It's taken a lot of hours on the computer to manually find these resorts, as well as planning an extended absence from our home (snow clearing, mail delivery, someone to check on our house, etc.).  I don't think we'll ever become full-timers like Ron & Joan or Mike & Edie, but I was so happy to leave behind those -30 temperatures!


----------



## alexadeparis (Jan 10, 2014)

Good for you! Please do come back and let us know how its going and of course keep submitting the resort reviews! Hope to be like you someday!


----------



## Passepartout (Jan 10, 2014)

Was it worth doing again? Answer after you get home, and before the booking process for next year starts. And if it was only below freezing 50% of the winter nights and very seldom below 0(f), would you put forth the effort?

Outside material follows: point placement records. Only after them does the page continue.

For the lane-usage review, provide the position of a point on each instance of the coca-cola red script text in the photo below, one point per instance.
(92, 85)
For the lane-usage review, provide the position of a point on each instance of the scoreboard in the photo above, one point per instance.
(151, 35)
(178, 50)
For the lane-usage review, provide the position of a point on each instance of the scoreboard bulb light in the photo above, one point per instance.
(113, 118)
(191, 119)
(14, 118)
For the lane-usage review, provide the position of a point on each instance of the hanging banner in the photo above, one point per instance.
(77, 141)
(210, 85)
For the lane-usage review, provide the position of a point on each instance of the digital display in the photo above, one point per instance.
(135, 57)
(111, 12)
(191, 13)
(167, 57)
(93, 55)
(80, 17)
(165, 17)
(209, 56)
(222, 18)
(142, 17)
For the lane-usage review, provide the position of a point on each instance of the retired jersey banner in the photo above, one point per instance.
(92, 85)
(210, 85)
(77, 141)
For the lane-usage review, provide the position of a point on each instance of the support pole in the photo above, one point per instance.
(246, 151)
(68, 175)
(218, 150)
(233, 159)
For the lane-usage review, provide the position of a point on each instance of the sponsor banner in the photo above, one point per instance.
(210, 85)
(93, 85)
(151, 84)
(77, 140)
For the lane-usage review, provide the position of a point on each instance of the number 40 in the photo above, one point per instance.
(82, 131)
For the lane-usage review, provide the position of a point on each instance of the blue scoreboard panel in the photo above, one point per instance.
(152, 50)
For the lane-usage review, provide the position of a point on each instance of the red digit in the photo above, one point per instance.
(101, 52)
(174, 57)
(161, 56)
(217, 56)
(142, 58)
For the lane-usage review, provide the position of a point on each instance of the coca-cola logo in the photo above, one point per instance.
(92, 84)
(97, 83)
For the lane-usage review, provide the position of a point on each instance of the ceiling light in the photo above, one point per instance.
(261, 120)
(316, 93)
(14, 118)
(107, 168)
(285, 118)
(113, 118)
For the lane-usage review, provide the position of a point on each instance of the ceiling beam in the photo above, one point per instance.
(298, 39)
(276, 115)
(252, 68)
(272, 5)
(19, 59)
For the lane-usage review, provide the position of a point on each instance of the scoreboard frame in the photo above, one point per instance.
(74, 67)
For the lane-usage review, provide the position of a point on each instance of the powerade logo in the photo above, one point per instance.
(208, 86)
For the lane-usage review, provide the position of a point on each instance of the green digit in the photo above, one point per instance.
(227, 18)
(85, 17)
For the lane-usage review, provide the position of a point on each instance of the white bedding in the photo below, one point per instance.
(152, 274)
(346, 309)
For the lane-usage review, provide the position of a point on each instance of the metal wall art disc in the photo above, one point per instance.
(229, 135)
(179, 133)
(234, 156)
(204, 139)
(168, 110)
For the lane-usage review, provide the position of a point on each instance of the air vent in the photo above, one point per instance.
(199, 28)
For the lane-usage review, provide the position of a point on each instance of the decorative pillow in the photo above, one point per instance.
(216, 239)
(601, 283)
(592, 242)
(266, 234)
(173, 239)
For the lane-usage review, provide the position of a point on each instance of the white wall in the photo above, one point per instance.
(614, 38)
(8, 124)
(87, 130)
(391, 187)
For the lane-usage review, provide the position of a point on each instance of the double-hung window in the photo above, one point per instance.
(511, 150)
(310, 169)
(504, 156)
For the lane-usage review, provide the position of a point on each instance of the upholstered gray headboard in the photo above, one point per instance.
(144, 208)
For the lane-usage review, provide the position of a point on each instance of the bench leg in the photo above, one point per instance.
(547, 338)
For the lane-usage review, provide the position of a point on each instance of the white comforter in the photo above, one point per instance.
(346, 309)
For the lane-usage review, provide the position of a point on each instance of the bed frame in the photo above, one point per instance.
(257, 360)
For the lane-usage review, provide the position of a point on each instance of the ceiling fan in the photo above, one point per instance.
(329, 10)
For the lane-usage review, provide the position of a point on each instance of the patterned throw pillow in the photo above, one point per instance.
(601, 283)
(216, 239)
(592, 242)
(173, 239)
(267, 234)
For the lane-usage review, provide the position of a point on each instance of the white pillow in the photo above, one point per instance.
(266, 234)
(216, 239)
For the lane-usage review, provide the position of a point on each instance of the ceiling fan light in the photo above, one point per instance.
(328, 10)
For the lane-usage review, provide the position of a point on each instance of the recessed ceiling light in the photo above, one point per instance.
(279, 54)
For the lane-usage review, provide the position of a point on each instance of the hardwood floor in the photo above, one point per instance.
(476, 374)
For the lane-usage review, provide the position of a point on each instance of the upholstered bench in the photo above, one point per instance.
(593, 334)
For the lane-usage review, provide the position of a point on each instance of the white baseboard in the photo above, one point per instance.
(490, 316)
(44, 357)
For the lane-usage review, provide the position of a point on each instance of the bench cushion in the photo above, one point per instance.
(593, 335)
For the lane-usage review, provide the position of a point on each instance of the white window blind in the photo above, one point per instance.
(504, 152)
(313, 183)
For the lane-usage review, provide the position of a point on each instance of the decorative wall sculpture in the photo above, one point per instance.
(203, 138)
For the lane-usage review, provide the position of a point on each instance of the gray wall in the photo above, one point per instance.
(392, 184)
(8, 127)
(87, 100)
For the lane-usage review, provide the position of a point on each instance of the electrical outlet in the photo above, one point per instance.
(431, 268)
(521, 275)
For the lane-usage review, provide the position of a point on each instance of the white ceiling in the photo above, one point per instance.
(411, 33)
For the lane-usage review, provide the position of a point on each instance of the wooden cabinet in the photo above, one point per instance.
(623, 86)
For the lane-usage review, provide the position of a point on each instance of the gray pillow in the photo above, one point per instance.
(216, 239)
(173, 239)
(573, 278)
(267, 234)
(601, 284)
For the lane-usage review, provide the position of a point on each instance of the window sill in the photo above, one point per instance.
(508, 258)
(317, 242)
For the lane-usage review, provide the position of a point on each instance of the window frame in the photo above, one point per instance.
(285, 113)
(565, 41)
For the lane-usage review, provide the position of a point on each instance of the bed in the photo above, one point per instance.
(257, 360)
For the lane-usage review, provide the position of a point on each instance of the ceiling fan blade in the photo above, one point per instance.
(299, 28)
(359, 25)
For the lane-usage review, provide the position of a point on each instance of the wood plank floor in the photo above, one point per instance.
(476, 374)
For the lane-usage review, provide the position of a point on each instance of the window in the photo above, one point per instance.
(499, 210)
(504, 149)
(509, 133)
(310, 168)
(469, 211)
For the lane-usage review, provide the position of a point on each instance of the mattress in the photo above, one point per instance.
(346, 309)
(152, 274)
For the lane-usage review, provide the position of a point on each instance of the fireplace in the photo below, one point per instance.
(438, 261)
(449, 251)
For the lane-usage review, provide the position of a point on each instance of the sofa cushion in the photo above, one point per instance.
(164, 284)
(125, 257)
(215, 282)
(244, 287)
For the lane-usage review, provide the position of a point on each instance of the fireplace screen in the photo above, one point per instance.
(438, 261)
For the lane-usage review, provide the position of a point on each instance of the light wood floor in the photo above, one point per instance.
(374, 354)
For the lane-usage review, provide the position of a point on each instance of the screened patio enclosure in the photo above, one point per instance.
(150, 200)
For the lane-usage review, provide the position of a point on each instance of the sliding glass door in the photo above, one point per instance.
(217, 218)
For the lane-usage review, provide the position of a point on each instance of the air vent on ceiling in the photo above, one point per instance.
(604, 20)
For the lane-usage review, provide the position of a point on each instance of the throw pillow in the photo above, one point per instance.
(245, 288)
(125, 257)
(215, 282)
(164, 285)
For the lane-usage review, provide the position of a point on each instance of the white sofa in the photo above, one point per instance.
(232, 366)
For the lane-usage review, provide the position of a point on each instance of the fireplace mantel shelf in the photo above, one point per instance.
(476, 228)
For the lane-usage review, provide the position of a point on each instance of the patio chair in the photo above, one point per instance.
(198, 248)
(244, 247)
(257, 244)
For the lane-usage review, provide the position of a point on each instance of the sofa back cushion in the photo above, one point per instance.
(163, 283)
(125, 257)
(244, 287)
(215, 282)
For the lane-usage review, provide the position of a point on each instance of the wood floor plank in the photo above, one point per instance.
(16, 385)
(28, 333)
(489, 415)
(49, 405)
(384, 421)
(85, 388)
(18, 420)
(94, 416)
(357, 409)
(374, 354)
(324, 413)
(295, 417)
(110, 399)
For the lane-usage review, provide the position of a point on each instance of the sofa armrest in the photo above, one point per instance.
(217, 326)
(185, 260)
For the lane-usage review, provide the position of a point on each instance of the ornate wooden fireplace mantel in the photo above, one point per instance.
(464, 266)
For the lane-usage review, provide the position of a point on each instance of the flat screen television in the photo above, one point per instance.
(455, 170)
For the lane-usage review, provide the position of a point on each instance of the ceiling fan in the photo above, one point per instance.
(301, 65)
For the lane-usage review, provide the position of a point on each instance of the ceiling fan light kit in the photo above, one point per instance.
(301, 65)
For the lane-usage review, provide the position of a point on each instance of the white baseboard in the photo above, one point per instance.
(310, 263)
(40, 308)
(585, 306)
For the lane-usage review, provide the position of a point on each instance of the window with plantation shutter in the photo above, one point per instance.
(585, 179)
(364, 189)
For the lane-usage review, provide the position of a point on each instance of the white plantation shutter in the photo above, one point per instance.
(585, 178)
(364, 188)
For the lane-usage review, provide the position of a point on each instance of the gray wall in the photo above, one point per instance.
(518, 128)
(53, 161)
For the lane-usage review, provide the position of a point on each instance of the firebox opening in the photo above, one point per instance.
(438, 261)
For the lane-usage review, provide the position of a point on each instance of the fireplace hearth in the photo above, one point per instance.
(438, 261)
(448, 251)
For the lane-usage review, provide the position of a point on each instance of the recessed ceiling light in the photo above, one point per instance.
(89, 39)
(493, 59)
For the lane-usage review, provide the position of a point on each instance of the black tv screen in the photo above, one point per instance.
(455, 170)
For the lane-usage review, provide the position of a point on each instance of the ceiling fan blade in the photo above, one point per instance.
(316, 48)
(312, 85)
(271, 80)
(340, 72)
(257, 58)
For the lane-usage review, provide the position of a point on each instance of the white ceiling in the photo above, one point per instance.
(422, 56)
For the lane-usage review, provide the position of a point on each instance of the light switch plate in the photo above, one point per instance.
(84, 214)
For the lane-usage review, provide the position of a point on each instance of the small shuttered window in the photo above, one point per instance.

The above weather pattern describes ours at home, so we just head to warmer climes for 2-3 weeks about every 6 weeks of the winter. No doubt about it, if it was -30 all winter, in the dark, we'd be outta here too.

Jim


----------



## dreamin (Apr 8, 2014)

*Trip report*

We've been home a few days now trying to get acclimatized.  We still have 4 feet of snow in our front and back yards but it is starting to melt.  Coldest and snowiest winter in a century!  We picked a good winter to head south and don't have any regrets.

We were unable to go to the wedding in the Dominican but I managed to reserve 3 last minute weeks in Orlando - The Fountains, Cypress Gardens, and Orange Lake.  I have submitted TUG reviews for all of the resorts we stayed at.  The Gulf Coast resorts were our favourites, as well as The Fountains in Orlando.  We drove 8,220 miles and enjoyed our new Highlander Hybrid, which got fantastic mileage.  

Although we don't normally attend timeshare presentations, we did agree to 6 of them because we had so much free time.  We would only attend for cash and "earned" a total of $520, which helped our budget.  The Fountains presentation was the best and Orange Lake was the worst, as the salesperson was rude and condescending.

We had a wonderful adventure and saw so many beautiful areas, as well as learning a lot of southern history.  We weren't impressed by most of Texas, although we really enjoyed San Antonio.  When we travelled to New Orleans we encountered the Polar Vortex weather that shut down the state so we didn't get to see as much as we had hoped.  Our weeks in Florida were the best, except for the Wyndham Sea Gardens where we had a cockroach infestation and our worst unit.  

We made good use of the kitchen facilities and prepared most of our own meals.  We were physically active every day, either walking or biking, which was one of the best benefits of going south.  Staying in timeshares made this an affordable winter escape.

I can no longer tolerate our inhospitable winters.  So next year we are thinking of exploring the West Coast.  Time to start planning!


----------



## herillc (Apr 8, 2014)

Thanks for an update!
I am also planning 2-3 months of winter escape in near future.
Your post encouraged me a lot.


----------



## gnipgnop (Apr 8, 2014)

I am also encouraged by your post.  The winter here in Pennsylvania is agonizing this year.  We were in Hilton Head for one week middle of Feb. and Myrtle Beach for the next week.  But that was not far enough South.  There wasn't any snow but it was still unusually cool.  Next year we plan to go to Florida.  If this doesn't work I'm heading to the Caribbean.  It is April and it is still cold and rainy.  YUCK!!!


----------



## vacationhopeful (Apr 8, 2014)

gnipgnop said:


> .....  Next year we plan to go to Florida.  If this doesn't work I'm heading to the Caribbean.  It is April and it is still cold and rainy.  YUCK!!!



YUCK. yes.

Please realize Florida has 2 temperate ZONES -- you need to be below Orlando by 60 miles before the warmer zone STARTS to improve the weather.

Now, Canadians generally find Orlando to be very nice as do persons from ND, MN, SD and NE.

Just my personal experience from many years of being in Central Florida and NOW, South Florida instead of NJ in the winter.


----------